I'm reminded somewhat of the story of why airplanes are made out of aluminum instead of a stronger metal, when aluminum will crumple in a crash. When you consider all the other factors of how bad a plane crash is, slightly stronger metal won't help relative to the big picture of the benefit of the lighter weight.

My opinion is that it's a good thing--not a bad thing--to be beholden to the same mutable universe by hinging on text. This puts pressure on improving the mechanisms by which Rebol code can be isolated into modules/etc. It just means the API will need to do things like speak about "which module it wants to run in".

What about the overhead of scanning/binding strings?

This is a bit of a nuisance...and doubly so for languages whose string literal representation is not UTF-8. (Which right now is looking like basically every language except C/C++/Rust.)

Shortcuts are certainly possible; it may not be necessary to kick in the whole scanner to know that "{foo}" should be a string. But no matter how many shortcuts like that you throw in, there's no getting around that loading and binding repeatedly will cost more than if you did it just once.

Yet I think one has to remember the context of our times--and the problem space for which Rebol is suited. Compared to a network request to get a task done, how bad is running a few pieces of boilerplate through a scanner in raw C on the local machine?

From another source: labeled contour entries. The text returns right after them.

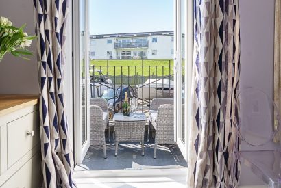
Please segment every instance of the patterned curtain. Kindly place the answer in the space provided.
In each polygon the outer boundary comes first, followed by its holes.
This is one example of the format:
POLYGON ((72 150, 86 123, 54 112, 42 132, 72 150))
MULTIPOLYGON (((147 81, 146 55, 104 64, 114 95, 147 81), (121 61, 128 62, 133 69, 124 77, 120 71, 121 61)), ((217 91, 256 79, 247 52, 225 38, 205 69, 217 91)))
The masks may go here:
POLYGON ((73 156, 64 111, 68 0, 34 0, 40 87, 43 187, 73 187, 73 156))
POLYGON ((232 120, 240 64, 238 0, 194 0, 193 111, 188 187, 237 187, 232 120))
MULTIPOLYGON (((281 114, 281 1, 275 1, 275 40, 274 40, 274 103, 281 114)), ((278 124, 275 124, 277 129, 278 124)), ((274 142, 281 141, 281 131, 274 137, 274 142)))

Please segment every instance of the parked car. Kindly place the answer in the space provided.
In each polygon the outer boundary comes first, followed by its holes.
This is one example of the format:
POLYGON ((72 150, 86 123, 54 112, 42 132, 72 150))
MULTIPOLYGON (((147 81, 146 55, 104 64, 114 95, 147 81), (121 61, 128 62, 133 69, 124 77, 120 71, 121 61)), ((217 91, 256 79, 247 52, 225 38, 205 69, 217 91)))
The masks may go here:
POLYGON ((108 79, 102 73, 101 70, 95 70, 93 75, 90 75, 90 97, 100 97, 108 88, 114 88, 112 81, 108 79))
POLYGON ((101 98, 108 101, 108 108, 114 109, 115 112, 119 112, 122 108, 122 102, 125 100, 125 92, 128 92, 129 99, 134 96, 134 91, 131 87, 122 85, 116 90, 108 88, 104 90, 101 98))
POLYGON ((138 96, 143 99, 173 97, 173 81, 169 79, 147 79, 144 83, 137 85, 136 88, 138 96))

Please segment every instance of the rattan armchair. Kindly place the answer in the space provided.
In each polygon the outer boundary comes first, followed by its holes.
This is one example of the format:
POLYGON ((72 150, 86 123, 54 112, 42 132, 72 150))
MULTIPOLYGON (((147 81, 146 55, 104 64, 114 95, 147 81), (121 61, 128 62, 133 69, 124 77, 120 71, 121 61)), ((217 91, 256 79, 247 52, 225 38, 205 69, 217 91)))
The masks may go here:
MULTIPOLYGON (((151 113, 157 113, 158 107, 164 104, 173 105, 173 98, 155 98, 152 99, 151 103, 150 103, 149 108, 149 124, 147 127, 147 142, 149 141, 149 132, 151 130, 151 126, 152 122, 155 120, 152 120, 151 113)), ((156 118, 156 117, 155 117, 156 118)))
POLYGON ((151 124, 155 129, 154 158, 156 158, 157 144, 173 144, 173 105, 164 104, 158 107, 156 119, 152 116, 151 124))
POLYGON ((103 111, 99 106, 91 105, 90 112, 93 116, 90 118, 90 145, 103 146, 104 158, 106 158, 106 137, 104 131, 107 123, 104 120, 103 111))

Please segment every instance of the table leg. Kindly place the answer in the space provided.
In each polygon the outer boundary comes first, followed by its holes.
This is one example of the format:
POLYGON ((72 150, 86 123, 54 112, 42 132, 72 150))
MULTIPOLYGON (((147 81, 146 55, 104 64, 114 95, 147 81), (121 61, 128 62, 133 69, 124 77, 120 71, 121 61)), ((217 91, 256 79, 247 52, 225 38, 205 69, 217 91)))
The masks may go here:
POLYGON ((115 141, 115 156, 117 156, 118 141, 115 141))
POLYGON ((143 156, 145 155, 145 146, 144 146, 145 144, 144 144, 144 142, 145 142, 145 141, 143 139, 141 141, 141 148, 143 149, 143 153, 142 153, 143 156))
POLYGON ((149 142, 149 129, 150 129, 150 122, 148 124, 147 126, 147 142, 149 142))

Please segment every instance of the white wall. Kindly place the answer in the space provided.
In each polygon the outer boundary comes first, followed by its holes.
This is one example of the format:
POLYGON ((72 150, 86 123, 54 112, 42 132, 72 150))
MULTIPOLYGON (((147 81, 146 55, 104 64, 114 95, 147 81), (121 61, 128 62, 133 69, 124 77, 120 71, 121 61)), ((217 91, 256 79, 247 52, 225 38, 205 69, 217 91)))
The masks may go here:
MULTIPOLYGON (((25 31, 34 35, 32 0, 1 0, 0 16, 8 18, 16 27, 26 23, 25 31)), ((29 50, 35 54, 34 41, 29 50)), ((36 57, 30 57, 26 61, 10 54, 4 57, 0 62, 0 94, 38 94, 36 57)))
POLYGON ((114 38, 91 39, 91 40, 95 41, 95 45, 90 45, 90 51, 95 52, 95 56, 90 56, 91 59, 109 59, 109 56, 106 53, 108 51, 112 51, 113 59, 117 59, 117 54, 114 49, 114 38), (112 43, 108 44, 108 40, 111 40, 112 43))
MULTIPOLYGON (((273 97, 274 0, 241 0, 240 14, 240 88, 257 88, 273 97)), ((266 129, 265 125, 265 131, 266 129)), ((269 143, 263 147, 253 148, 242 143, 243 150, 270 150, 274 146, 269 143)), ((242 165, 241 185, 262 184, 249 168, 242 165)))
MULTIPOLYGON (((149 41, 148 49, 119 49, 121 51, 147 51, 148 59, 172 59, 173 54, 171 50, 173 49, 173 42, 171 41, 171 36, 149 36, 147 40, 149 41), (157 38, 157 42, 152 42, 152 38, 157 38), (152 55, 152 50, 157 50, 157 55, 152 55)), ((120 38, 118 40, 130 39, 130 38, 120 38)), ((95 52, 95 56, 90 56, 91 59, 109 59, 109 56, 107 55, 106 51, 111 51, 113 59, 117 59, 117 50, 114 49, 114 38, 98 38, 91 39, 95 40, 94 44, 90 45, 90 51, 95 52), (112 40, 112 44, 107 44, 108 40, 112 40)))
POLYGON ((171 50, 173 49, 173 42, 171 41, 171 36, 149 36, 149 48, 147 50, 148 59, 171 59, 173 58, 173 54, 171 50), (157 37, 157 42, 152 42, 152 38, 157 37), (157 50, 157 55, 152 55, 152 50, 157 50))

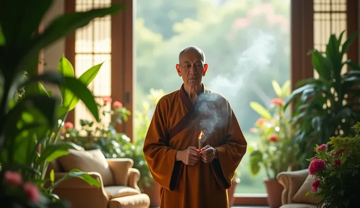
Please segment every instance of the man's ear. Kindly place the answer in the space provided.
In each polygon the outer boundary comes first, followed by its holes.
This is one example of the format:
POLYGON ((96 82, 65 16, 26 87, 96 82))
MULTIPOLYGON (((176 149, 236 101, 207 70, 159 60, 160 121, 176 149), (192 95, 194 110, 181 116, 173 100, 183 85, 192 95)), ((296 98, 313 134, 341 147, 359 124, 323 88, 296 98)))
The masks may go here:
POLYGON ((206 73, 206 71, 207 71, 208 67, 209 67, 209 65, 207 64, 207 63, 205 63, 204 64, 204 71, 203 72, 202 72, 203 77, 205 76, 205 74, 206 73))
POLYGON ((181 77, 181 73, 180 71, 180 65, 179 65, 178 63, 177 63, 176 65, 175 66, 175 68, 176 68, 176 71, 178 72, 178 74, 179 75, 179 76, 181 77))

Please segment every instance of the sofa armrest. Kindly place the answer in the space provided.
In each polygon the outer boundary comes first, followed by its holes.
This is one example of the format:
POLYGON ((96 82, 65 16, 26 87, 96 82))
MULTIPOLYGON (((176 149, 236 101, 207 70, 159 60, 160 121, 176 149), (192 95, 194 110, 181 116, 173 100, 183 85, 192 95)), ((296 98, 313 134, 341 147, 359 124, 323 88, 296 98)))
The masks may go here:
MULTIPOLYGON (((54 181, 57 181, 67 173, 55 172, 54 181)), ((100 187, 90 185, 81 178, 73 177, 59 184, 53 193, 61 199, 70 202, 73 208, 108 208, 109 199, 104 189, 101 176, 97 172, 91 172, 88 174, 100 182, 100 187)))
POLYGON ((127 186, 129 180, 129 168, 133 166, 134 161, 130 158, 108 158, 106 161, 112 172, 114 185, 127 186))
POLYGON ((277 175, 276 177, 277 181, 284 187, 284 190, 281 195, 281 202, 283 205, 292 203, 292 197, 308 175, 308 169, 282 172, 277 175))
POLYGON ((137 186, 137 182, 140 180, 140 171, 137 169, 130 168, 128 171, 128 186, 140 192, 139 187, 137 186))

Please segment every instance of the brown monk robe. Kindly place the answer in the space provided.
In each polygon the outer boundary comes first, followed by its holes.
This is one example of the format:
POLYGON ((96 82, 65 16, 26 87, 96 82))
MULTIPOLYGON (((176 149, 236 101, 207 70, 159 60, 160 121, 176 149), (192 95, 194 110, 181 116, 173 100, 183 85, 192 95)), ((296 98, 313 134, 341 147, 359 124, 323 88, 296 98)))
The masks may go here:
POLYGON ((160 208, 228 208, 226 189, 247 142, 227 100, 201 83, 207 69, 203 52, 190 47, 179 56, 177 70, 184 83, 159 101, 143 147, 161 187, 160 208))

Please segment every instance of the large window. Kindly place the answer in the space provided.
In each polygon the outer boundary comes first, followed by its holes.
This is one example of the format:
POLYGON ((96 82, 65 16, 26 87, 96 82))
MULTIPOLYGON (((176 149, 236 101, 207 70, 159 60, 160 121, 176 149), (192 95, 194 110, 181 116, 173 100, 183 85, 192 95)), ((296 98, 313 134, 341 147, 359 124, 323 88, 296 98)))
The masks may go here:
MULTIPOLYGON (((136 109, 151 88, 167 93, 182 80, 175 70, 180 50, 195 45, 209 64, 203 83, 229 101, 249 146, 259 115, 255 101, 269 106, 276 97, 271 86, 290 80, 290 3, 287 0, 137 0, 136 109), (156 11, 154 12, 154 11, 156 11)), ((151 116, 151 115, 149 116, 151 116)), ((264 170, 249 171, 248 154, 240 166, 236 193, 266 193, 264 170)))
MULTIPOLYGON (((332 34, 338 37, 342 31, 341 45, 347 39, 347 0, 314 0, 314 48, 325 53, 326 45, 332 34)), ((351 35, 351 34, 350 34, 351 35)), ((347 59, 344 55, 343 60, 347 59)), ((342 68, 346 71, 347 65, 342 68)), ((314 70, 314 76, 318 77, 314 70)))

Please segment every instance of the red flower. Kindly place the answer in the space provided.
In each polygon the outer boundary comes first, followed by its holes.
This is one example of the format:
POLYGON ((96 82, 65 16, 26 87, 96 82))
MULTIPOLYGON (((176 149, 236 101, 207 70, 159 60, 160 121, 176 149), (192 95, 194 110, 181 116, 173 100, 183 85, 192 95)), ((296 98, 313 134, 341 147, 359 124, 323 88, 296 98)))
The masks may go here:
POLYGON ((314 181, 311 184, 311 191, 313 192, 317 192, 317 188, 319 187, 319 185, 320 181, 317 179, 314 181))
POLYGON ((335 155, 341 155, 345 151, 344 149, 340 149, 337 152, 335 152, 335 155))
POLYGON ((328 146, 325 145, 325 144, 323 144, 322 145, 320 145, 320 146, 318 146, 317 148, 316 148, 316 150, 317 151, 321 151, 322 150, 326 150, 328 148, 328 146))
POLYGON ((269 138, 269 140, 270 142, 276 142, 279 141, 279 136, 277 134, 271 134, 269 138))
POLYGON ((281 98, 275 98, 271 100, 271 104, 275 104, 277 105, 282 105, 285 102, 281 98))
POLYGON ((26 182, 24 184, 23 188, 29 199, 34 202, 39 202, 40 193, 38 187, 30 182, 26 182))
POLYGON ((115 101, 112 104, 112 106, 116 108, 120 108, 123 106, 122 104, 118 101, 115 101))
POLYGON ((112 99, 110 97, 104 97, 103 98, 103 101, 104 102, 104 104, 108 104, 109 103, 112 102, 112 99))
POLYGON ((326 165, 325 161, 322 160, 315 159, 311 161, 309 165, 309 173, 311 175, 315 175, 319 170, 326 168, 326 165))
POLYGON ((341 161, 339 159, 335 159, 334 160, 334 163, 335 164, 334 166, 337 166, 341 165, 341 161))
POLYGON ((72 128, 74 127, 74 125, 71 122, 67 122, 64 125, 65 128, 72 128))
POLYGON ((22 177, 17 172, 6 170, 4 173, 5 180, 13 186, 19 186, 22 183, 22 177))

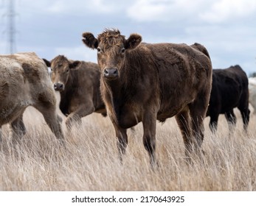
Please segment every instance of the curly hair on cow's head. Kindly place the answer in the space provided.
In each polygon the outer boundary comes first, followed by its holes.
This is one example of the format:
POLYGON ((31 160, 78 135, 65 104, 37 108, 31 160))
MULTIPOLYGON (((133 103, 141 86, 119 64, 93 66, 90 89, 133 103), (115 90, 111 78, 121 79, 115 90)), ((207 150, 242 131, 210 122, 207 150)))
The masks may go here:
POLYGON ((125 40, 125 36, 117 29, 105 29, 103 33, 98 35, 98 40, 108 45, 115 45, 125 40))

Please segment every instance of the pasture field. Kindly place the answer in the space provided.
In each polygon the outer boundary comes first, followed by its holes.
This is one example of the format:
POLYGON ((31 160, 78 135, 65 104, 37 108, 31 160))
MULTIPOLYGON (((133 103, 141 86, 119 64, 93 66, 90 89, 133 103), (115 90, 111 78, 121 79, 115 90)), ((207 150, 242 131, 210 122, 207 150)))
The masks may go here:
POLYGON ((251 113, 246 135, 240 113, 235 113, 238 124, 231 136, 224 116, 215 135, 210 132, 209 118, 205 119, 205 154, 193 157, 193 164, 186 163, 175 118, 157 124, 159 166, 152 170, 141 124, 134 132, 128 130, 121 165, 108 118, 100 114, 83 118, 82 126, 66 138, 64 149, 41 113, 29 107, 24 113, 27 134, 21 145, 12 146, 7 127, 2 128, 0 191, 256 191, 256 116, 251 113))

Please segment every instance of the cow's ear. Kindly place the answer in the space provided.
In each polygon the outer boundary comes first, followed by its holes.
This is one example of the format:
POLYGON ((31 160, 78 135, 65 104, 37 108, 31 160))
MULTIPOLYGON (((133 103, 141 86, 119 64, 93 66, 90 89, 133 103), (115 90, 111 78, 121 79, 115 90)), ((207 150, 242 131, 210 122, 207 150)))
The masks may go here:
POLYGON ((84 32, 83 34, 83 42, 85 45, 91 49, 97 49, 99 45, 98 40, 94 38, 94 35, 90 32, 84 32))
POLYGON ((69 63, 69 68, 77 68, 77 67, 80 65, 80 61, 74 61, 69 63))
POLYGON ((51 63, 49 61, 48 61, 46 59, 43 58, 44 62, 45 63, 45 64, 46 65, 47 67, 51 67, 51 63))
POLYGON ((136 48, 142 40, 141 35, 137 34, 131 34, 130 37, 125 40, 125 48, 126 49, 132 49, 136 48))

And following the 80/20 rule, if you really find some hybrid string-and-splicing instruction is taking a lot of time, you can cache that. Beyond manually constructing reusable blocks or functions "the hard way", the API might be able to help with something like a prepared statement in databases.

So there are plans of attack. And if you're trying to extend Rebol with new native behavior, the "internal API" can be used instead when performance is at issue.

If the "official" API scales back the number of entry points, what justifies a new one?

One aspect I've spoken about is that making a new entry point under this scheme should offer an explicit convenience to the language user. So if you're looking at something like:

/* result = */ rebValue("spelling of", value);
/* result = */ rebSpellingOf(value);

There needs to be something more to it--for instance, the return result of the latter should be an ordinary string class in the language, not a Rebol value that needs further processing and lifetime management before a usable string can be extracted from it.

This is a fuzzy point, and it's a bit easier right now to suggest what shouldn't be an entry point (e.g. rebAppendPartOnly()) than what should. So we'll have to see.

IngoHohmann · March 1, 2018, 4:38pm

I am not a C programmer but (or maybe that's why) I am all for a string based api.

From other discussions it seems that a more direct api seems to be seen to be more performant. If performance is important, could there be something like prepared statements?

rebDo( "f: function[a][ a * 2]
handle = rebPrepare( "print [f #1 #2]")
rebCall( handle, 5, "apples", END)

And this prints

10 apples

I have now idea if this is possible, and if it would work, just putting the idea out there.

hostilefork · March 1, 2018, 5:30pm

Yup...I mention prepared statements above as a way to tune the performance, if and when it matters.

I'm not sure the exact notation. But it wouldn't need to use string-based escaping since we can do rebPrepare("print [f", rebSlot(2), rebSlot(1), "]"); or similar. The mechanics would be a little bit weird because it would have to point into a loaded block structure and patch cells virtually into these "meta" slots.

rebPrepare() and rebExecute() would be the usual pairing of terms. But really, how much better would this be than making a function and calling it? Probably not enough to be worth the complexity.

Anyway... so far I really feel the direction with this API is a lot better. And as I'm thinking about who the clients of this kind of API really are, it just makes more sense.